When does life start getting fun again?

Jul 03, 2011 14:43

We break down in Utah, have to get a new vehicle, I find out that my commission at the new office didn't start until June, so we're a month behind on the big down payment on the van. then van then breaks down and I have to come up with an additional $500 to fix THAT rather than take it to Bob to have it taken care of.

Trent shows up in Portland needing a place, and I'm not going to leave him out in the cold, so I let him in....I love my boy, but it can't go on, which brings up the worst moment of our lives...

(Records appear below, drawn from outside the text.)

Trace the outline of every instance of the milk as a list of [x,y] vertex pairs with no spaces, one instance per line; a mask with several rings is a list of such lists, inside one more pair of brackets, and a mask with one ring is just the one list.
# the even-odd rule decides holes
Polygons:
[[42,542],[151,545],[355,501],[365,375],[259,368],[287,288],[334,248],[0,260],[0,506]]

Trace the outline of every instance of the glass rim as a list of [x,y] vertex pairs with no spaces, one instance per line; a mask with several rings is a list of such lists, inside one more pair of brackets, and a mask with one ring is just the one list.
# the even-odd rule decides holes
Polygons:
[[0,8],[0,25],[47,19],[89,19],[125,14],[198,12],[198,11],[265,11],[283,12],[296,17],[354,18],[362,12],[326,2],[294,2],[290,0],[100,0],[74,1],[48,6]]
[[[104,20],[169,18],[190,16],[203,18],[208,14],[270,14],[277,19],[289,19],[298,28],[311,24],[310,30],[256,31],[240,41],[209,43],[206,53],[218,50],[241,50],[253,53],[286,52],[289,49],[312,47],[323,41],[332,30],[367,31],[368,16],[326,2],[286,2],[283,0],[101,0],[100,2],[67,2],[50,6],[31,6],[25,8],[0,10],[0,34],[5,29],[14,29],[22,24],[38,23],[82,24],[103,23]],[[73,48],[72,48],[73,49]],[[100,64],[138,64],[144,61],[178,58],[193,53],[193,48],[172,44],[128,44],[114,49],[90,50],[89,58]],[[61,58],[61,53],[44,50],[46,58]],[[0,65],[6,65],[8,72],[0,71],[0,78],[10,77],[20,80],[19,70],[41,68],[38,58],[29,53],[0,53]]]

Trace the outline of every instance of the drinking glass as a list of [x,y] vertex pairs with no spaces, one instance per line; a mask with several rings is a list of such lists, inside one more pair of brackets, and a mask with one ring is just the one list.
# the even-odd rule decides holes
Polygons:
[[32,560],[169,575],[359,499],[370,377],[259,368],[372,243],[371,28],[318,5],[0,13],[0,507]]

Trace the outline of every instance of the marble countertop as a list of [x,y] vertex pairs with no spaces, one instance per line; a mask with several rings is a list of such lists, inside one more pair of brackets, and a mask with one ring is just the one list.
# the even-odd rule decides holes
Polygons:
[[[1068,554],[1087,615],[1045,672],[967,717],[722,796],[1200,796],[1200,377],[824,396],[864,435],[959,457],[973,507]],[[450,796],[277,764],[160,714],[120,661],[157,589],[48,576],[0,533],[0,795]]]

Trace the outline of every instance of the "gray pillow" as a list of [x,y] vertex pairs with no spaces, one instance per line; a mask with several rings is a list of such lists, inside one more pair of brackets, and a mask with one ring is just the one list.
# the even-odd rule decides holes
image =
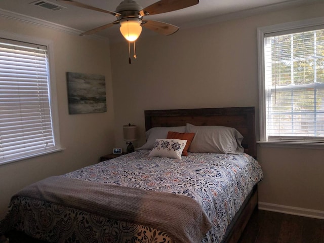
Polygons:
[[198,153],[241,154],[243,136],[235,129],[218,126],[197,126],[187,124],[186,132],[195,135],[188,151]]
[[167,139],[168,132],[178,132],[178,133],[185,133],[186,126],[171,127],[156,127],[152,128],[145,133],[146,135],[146,143],[137,149],[152,149],[154,147],[155,140],[157,139]]

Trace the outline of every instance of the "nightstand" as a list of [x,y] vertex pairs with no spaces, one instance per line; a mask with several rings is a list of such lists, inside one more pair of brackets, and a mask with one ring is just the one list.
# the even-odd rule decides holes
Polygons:
[[109,154],[106,154],[100,157],[100,162],[102,162],[103,161],[105,160],[108,160],[108,159],[111,159],[112,158],[115,158],[117,157],[119,157],[120,155],[123,155],[123,154],[126,154],[126,153],[123,152],[122,153],[110,153]]

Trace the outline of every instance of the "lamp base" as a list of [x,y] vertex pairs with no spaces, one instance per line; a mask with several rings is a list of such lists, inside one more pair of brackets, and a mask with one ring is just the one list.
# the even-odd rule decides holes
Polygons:
[[127,146],[127,148],[126,149],[126,153],[130,153],[135,151],[135,149],[134,148],[134,145],[132,143],[132,142],[126,143],[126,144],[128,144],[128,146]]

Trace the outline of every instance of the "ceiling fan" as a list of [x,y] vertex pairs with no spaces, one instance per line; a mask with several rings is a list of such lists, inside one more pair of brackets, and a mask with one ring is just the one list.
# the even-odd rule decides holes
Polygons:
[[[145,16],[174,11],[199,3],[199,0],[160,0],[143,9],[134,0],[124,0],[114,12],[99,9],[73,0],[56,1],[115,16],[117,20],[82,33],[80,35],[93,34],[119,23],[120,24],[119,30],[122,34],[129,42],[129,42],[134,42],[138,38],[142,32],[142,26],[166,35],[173,34],[179,29],[177,26],[163,22],[144,20]],[[135,54],[135,43],[134,57],[136,58]]]

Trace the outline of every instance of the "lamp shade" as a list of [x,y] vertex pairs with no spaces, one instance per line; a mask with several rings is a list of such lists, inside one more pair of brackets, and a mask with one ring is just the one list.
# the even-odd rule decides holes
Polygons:
[[132,142],[137,140],[136,136],[136,128],[135,125],[132,125],[130,124],[128,125],[124,126],[123,131],[124,133],[124,140],[127,142]]
[[121,19],[119,30],[123,36],[130,42],[137,39],[142,32],[141,20],[137,18],[128,18]]

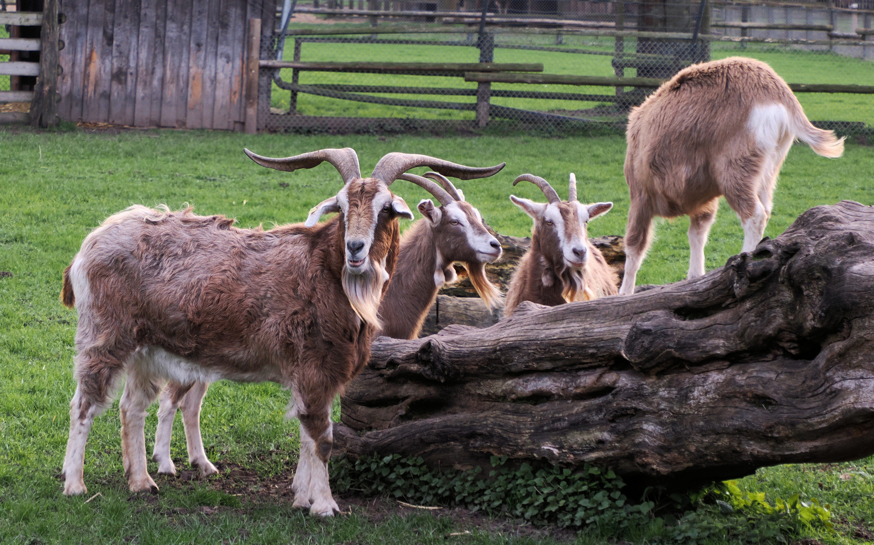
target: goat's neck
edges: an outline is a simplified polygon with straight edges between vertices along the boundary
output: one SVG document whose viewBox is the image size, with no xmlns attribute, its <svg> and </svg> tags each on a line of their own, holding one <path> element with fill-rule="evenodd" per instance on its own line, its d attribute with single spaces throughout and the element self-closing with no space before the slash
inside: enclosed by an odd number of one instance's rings
<svg viewBox="0 0 874 545">
<path fill-rule="evenodd" d="M 434 228 L 427 220 L 416 222 L 404 233 L 398 265 L 380 307 L 382 335 L 399 339 L 418 335 L 438 290 L 454 280 L 451 265 L 440 254 Z"/>
</svg>

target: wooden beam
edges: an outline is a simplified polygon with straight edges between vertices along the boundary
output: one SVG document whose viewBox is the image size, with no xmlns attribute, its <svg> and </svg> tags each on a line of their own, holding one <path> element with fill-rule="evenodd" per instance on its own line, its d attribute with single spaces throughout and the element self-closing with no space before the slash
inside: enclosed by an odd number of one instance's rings
<svg viewBox="0 0 874 545">
<path fill-rule="evenodd" d="M 0 63 L 0 76 L 38 76 L 39 63 L 24 61 Z"/>
<path fill-rule="evenodd" d="M 249 19 L 249 46 L 246 64 L 246 135 L 258 132 L 258 64 L 261 51 L 261 20 Z"/>
<path fill-rule="evenodd" d="M 0 91 L 0 102 L 30 102 L 33 91 Z"/>
<path fill-rule="evenodd" d="M 39 38 L 0 38 L 0 51 L 39 51 Z"/>
<path fill-rule="evenodd" d="M 295 68 L 318 72 L 543 72 L 542 64 L 522 63 L 385 63 L 385 62 L 300 62 L 262 60 L 262 68 Z M 461 73 L 459 73 L 461 75 Z"/>
<path fill-rule="evenodd" d="M 604 76 L 571 76 L 565 74 L 484 73 L 468 72 L 465 81 L 489 83 L 535 83 L 578 86 L 606 86 L 610 87 L 657 87 L 665 79 L 656 78 L 616 78 Z"/>
<path fill-rule="evenodd" d="M 40 11 L 0 11 L 0 24 L 39 26 L 43 24 Z"/>
<path fill-rule="evenodd" d="M 711 26 L 718 28 L 744 28 L 744 29 L 767 29 L 774 31 L 833 31 L 835 27 L 831 24 L 788 24 L 784 23 L 736 23 L 736 22 L 716 22 L 711 23 Z"/>
<path fill-rule="evenodd" d="M 790 83 L 794 93 L 855 93 L 874 94 L 874 86 L 834 85 L 830 83 Z"/>
<path fill-rule="evenodd" d="M 31 127 L 48 128 L 58 124 L 58 2 L 45 0 L 42 42 L 39 53 L 39 78 L 31 102 Z"/>
</svg>

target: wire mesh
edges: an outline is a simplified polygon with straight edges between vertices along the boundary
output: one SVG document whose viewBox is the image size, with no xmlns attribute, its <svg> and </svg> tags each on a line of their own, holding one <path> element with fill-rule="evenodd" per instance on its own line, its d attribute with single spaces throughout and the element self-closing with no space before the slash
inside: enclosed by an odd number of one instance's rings
<svg viewBox="0 0 874 545">
<path fill-rule="evenodd" d="M 874 86 L 874 41 L 866 45 L 871 37 L 864 33 L 850 38 L 871 27 L 874 10 L 857 5 L 490 0 L 481 34 L 482 5 L 468 0 L 453 0 L 452 11 L 442 2 L 310 2 L 298 3 L 281 52 L 279 33 L 262 43 L 262 59 L 299 63 L 262 68 L 262 128 L 622 130 L 629 109 L 657 86 L 652 79 L 734 55 L 768 62 L 789 83 Z M 422 15 L 427 10 L 435 15 Z M 496 74 L 538 82 L 494 80 Z M 546 74 L 578 78 L 544 79 Z M 796 96 L 821 127 L 844 133 L 874 127 L 874 94 Z"/>
</svg>

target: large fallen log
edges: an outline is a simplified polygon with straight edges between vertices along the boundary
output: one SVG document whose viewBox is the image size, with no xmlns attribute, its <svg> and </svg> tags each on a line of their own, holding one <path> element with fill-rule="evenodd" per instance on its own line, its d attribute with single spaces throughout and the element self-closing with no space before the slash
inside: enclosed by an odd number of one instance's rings
<svg viewBox="0 0 874 545">
<path fill-rule="evenodd" d="M 874 209 L 843 202 L 694 280 L 381 338 L 335 445 L 694 486 L 874 453 Z"/>
</svg>

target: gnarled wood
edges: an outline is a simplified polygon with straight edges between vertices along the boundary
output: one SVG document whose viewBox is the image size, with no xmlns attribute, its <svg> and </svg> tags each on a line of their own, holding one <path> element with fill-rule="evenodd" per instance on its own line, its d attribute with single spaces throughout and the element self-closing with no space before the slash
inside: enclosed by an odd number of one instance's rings
<svg viewBox="0 0 874 545">
<path fill-rule="evenodd" d="M 381 338 L 335 447 L 697 482 L 874 452 L 874 209 L 843 202 L 694 280 Z"/>
</svg>

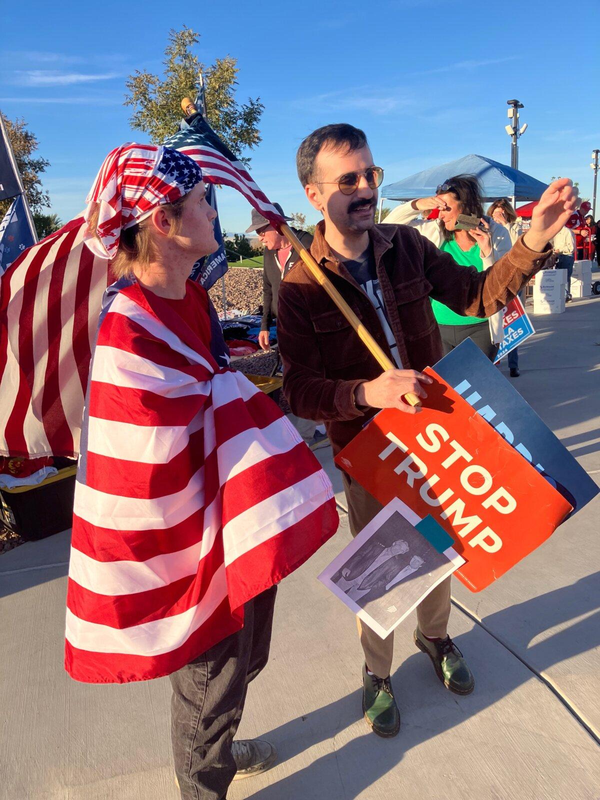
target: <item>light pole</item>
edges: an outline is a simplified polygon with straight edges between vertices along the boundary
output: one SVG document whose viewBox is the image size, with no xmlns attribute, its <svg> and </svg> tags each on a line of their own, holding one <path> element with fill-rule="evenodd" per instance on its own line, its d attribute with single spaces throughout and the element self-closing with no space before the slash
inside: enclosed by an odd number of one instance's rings
<svg viewBox="0 0 600 800">
<path fill-rule="evenodd" d="M 523 104 L 518 100 L 507 100 L 506 104 L 510 107 L 508 110 L 508 118 L 510 124 L 506 125 L 504 130 L 511 138 L 510 143 L 510 166 L 514 170 L 518 169 L 518 145 L 517 140 L 519 139 L 527 130 L 527 123 L 519 126 L 518 110 L 523 108 Z"/>
<path fill-rule="evenodd" d="M 596 184 L 598 183 L 598 153 L 600 153 L 600 150 L 592 150 L 592 158 L 594 158 L 594 161 L 590 165 L 590 166 L 591 166 L 591 168 L 594 170 L 594 195 L 593 195 L 593 198 L 592 198 L 592 217 L 594 217 L 594 220 L 596 218 Z M 598 237 L 596 237 L 596 238 L 598 239 Z M 596 242 L 596 246 L 598 246 L 598 242 Z"/>
</svg>

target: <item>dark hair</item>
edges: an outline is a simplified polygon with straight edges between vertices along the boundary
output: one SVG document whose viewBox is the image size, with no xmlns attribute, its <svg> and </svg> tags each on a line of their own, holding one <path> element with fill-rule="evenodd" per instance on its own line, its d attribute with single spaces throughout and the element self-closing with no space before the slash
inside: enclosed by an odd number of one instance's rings
<svg viewBox="0 0 600 800">
<path fill-rule="evenodd" d="M 438 194 L 454 194 L 460 204 L 461 214 L 474 214 L 476 217 L 483 216 L 483 200 L 482 187 L 474 175 L 454 175 L 449 178 L 442 184 L 449 188 L 446 191 L 439 191 Z M 454 238 L 454 230 L 446 230 L 446 226 L 440 221 L 440 227 L 444 239 L 450 242 Z"/>
<path fill-rule="evenodd" d="M 296 154 L 298 177 L 303 186 L 314 182 L 314 162 L 323 147 L 338 150 L 344 149 L 346 153 L 360 150 L 366 146 L 364 131 L 347 122 L 336 122 L 317 128 L 304 139 Z"/>
<path fill-rule="evenodd" d="M 517 218 L 516 212 L 513 208 L 512 205 L 510 204 L 510 201 L 508 199 L 508 198 L 500 198 L 499 200 L 496 200 L 494 202 L 493 202 L 490 206 L 490 208 L 487 210 L 487 216 L 488 217 L 493 216 L 494 212 L 496 210 L 497 208 L 499 208 L 501 210 L 504 211 L 504 215 L 506 216 L 509 222 L 514 222 L 514 220 Z"/>
</svg>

I've mentioned before that Mary gave up her daughter, Katrina, for adoption when she was born at the pressuring of her piece of shit ex husband. Luckily, she went to her paternal grandparents, who have given her a loving life, made sure that she was aware of her birth mother.
We got regular pictures and letters, and were going to ask Donna (her adoptive mother) permission to have Katrina stay with us next summer for a week or so, go to the beach, and connect in a tangible way in her life. She was always so proud of having 2 mommies, and would brag about it to anyone that would listen.

On Tuesday June 21st Katrinas older brother took her and her cousin to the library. While the kids were inside he decided that having a couple of drinks to pass the time would be a good idea. This, combined with a nasty microstorm on the way home equaled a totaled car and 2 children, one 9 and the other 10, being killed because he couldn’t wait to have a drink.

With my 3 days weekend I was able to spend the last week and a half at home with Mary, and I’m glad I was there, even to just hold her while the tears came. I’ve never felt so completely powerless in my life and wish that there was SOMETHING that I could do, anything to take the pain away, to give her back her little girl, to do something other than just sit there and remind her that it’s okay to cry, that there’s nothing wrong with grieving for Katrina.

I’ve redoubled my efforts to get us to DragonCon, I need to give us something to look forward to, something in routine that we can use to try and ….I want to be able to do something, anything, and seeing our Con family would help so much.